'O que fazia ali Victoria? Como podia o seu caminho passar por ali?
Ele não se enganava, era ela e, possivelmente, também tinha sido ela que passara na tarde anterior, quando ele olhava pela janela'.
Knut Hamsun, Victoria
A mala de Noé
Enquanto eu vivia em Portugal, recebia,
com bastante regularidade, artigos de jornal em norueguês que Noé teimava em
enviar-me. Após a minha mudança para West Hampstead, em Londres, continuou a
fazê-lo, embora lhe repetisse que era inútil porque eu desconhecia essa
língua por completo. Dizia-me que há sempre maneira de se conseguir o que se
deseja, bastando arriscar e persistir. Desgastante insistência, no contexto em
que me encontrava.
Decidi ir para Londres porque
queria mudar de vida. Emigrei numa idade em que já pouca gente o faz. No
início, tive muitas dificuldades linguísticas que fui superando a pulso. Muitas
vezes, esperava pela noite para chegar a casa e chorar. Ficava mais aliviada e
as lágrimas limpavam-me a alma para o dia seguinte.

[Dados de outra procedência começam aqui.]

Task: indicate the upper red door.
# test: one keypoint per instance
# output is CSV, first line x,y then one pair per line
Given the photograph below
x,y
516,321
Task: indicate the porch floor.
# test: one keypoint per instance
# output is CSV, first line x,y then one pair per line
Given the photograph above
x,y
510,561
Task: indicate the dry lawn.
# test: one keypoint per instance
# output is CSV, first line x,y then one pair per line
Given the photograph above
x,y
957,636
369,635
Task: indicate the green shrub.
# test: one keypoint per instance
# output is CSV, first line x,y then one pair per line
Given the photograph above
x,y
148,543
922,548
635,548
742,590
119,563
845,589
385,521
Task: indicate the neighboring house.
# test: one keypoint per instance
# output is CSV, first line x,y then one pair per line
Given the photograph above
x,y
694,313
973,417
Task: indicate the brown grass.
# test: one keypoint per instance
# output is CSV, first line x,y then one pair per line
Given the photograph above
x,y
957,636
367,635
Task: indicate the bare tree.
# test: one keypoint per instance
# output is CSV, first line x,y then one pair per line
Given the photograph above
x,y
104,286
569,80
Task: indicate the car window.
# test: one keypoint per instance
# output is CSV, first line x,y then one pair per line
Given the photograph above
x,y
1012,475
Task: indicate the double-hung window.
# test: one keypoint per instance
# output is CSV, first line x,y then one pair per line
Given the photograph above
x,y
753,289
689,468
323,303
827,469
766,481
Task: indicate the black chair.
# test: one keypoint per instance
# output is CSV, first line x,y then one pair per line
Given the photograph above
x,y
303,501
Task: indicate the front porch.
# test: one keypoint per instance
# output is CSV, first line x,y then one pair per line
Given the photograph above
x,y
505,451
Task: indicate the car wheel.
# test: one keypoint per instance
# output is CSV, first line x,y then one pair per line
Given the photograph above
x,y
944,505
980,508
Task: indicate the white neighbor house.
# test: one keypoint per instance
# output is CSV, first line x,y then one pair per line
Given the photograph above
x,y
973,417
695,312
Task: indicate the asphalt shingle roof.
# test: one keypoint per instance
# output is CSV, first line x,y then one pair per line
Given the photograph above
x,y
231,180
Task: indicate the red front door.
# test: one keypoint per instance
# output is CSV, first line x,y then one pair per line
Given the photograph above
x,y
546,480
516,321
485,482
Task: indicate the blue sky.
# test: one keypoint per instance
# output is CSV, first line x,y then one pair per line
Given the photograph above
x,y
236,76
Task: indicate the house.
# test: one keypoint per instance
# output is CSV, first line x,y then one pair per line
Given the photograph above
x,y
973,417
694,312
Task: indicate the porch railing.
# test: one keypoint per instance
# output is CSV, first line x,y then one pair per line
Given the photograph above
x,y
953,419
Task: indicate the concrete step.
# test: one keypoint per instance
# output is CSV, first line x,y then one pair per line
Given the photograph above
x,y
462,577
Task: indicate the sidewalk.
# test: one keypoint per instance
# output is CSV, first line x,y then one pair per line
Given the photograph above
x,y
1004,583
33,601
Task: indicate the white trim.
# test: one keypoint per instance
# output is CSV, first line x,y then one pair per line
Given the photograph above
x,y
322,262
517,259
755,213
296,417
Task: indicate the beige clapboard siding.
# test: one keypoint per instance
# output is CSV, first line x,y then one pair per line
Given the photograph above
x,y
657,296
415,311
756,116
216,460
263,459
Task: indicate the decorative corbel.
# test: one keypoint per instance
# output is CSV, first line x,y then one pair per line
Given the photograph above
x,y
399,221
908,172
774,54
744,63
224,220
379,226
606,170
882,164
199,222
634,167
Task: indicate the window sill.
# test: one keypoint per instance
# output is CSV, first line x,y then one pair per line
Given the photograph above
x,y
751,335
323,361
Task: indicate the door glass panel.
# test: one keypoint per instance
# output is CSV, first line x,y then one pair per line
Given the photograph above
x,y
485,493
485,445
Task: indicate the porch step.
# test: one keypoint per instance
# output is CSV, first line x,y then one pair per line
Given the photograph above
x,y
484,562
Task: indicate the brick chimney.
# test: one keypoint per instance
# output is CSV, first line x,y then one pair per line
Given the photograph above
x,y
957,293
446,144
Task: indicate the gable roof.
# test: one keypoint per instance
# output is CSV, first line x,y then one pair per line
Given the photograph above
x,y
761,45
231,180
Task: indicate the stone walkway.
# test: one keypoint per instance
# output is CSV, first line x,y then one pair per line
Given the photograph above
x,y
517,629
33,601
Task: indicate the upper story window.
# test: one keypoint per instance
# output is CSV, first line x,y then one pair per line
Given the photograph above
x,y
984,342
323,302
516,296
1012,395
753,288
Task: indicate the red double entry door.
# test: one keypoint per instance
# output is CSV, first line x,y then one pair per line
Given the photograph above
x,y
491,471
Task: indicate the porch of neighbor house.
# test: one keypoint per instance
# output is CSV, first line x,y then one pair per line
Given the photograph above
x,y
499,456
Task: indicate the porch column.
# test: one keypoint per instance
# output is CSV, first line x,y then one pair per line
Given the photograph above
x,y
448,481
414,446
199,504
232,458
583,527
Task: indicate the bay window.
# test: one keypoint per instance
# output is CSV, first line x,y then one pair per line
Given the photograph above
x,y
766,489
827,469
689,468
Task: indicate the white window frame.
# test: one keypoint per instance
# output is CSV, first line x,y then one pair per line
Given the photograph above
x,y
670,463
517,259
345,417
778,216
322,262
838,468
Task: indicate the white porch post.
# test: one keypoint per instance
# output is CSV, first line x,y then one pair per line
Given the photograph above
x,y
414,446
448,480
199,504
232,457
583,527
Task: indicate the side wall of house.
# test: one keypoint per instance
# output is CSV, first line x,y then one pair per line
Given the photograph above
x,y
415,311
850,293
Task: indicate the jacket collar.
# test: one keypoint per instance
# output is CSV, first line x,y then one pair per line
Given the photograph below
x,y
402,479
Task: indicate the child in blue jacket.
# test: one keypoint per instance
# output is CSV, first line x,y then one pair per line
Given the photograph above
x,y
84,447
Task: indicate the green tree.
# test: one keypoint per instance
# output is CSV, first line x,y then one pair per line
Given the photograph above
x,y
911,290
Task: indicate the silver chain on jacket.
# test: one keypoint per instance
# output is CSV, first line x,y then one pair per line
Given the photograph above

No fim de contas, arrependi-me de
lhe ter mandado a minha nova morada. Tentava ser compreensiva e generosa, mas a
teimosia dele para passar comigo uma temporada em Londres deixava-me irritada. Tinha
decidido viver sozinha e assim queria continuar. A experiência do meu casamento
tinha sido desastrosa. Daí o desejo de mudança de país e de vida. Noé era meu
primo e tinha idade para ser meu pai. Contudo, não era por isso que eu não
queria recebê-lo, mas porque seria um estorvo na minha vida. Ele não compreenderia,
por certo, alguns dos meus hábitos e a minha necessidade de cumprir horários
sem quaisquer fantasias. Como não tinha outra fonte de rendimento, não podia
falhar nas casas onde trabalhava, porque não faltava quem quisesse o lugar,
sendo facilmente substituída, o que seria fatal para mim.
Noé era impertinente e egocêntrico. Era cansativa a insistência dele para que eu aprendesse aquela língua. Para mim, era exibicionismo egoísta. Apesar de eu desconhecer por completo o norueguês, chegou a sugerir-me que me aventurasse na tradução de pequenos textos porque seria uma forma excelente de passar os meus tempos livres. Comuniquei-lhe logo que esses eram escassos e, quando tal acontecia, aproveitava-os para ler livros que há muito esperavam por vez, para caminhar no parque, para descansar ou para me encontrar com os meus poucos amigos, num pub ou no cinema. E que, nesse momento da minha vida, não me interessava aprender uma nova língua, sobretudo de um país que eu não conhecia nem teria, com certeza, possibilidades de visitar. Continuou a insistir. Chegava a ser provocador e incómodo.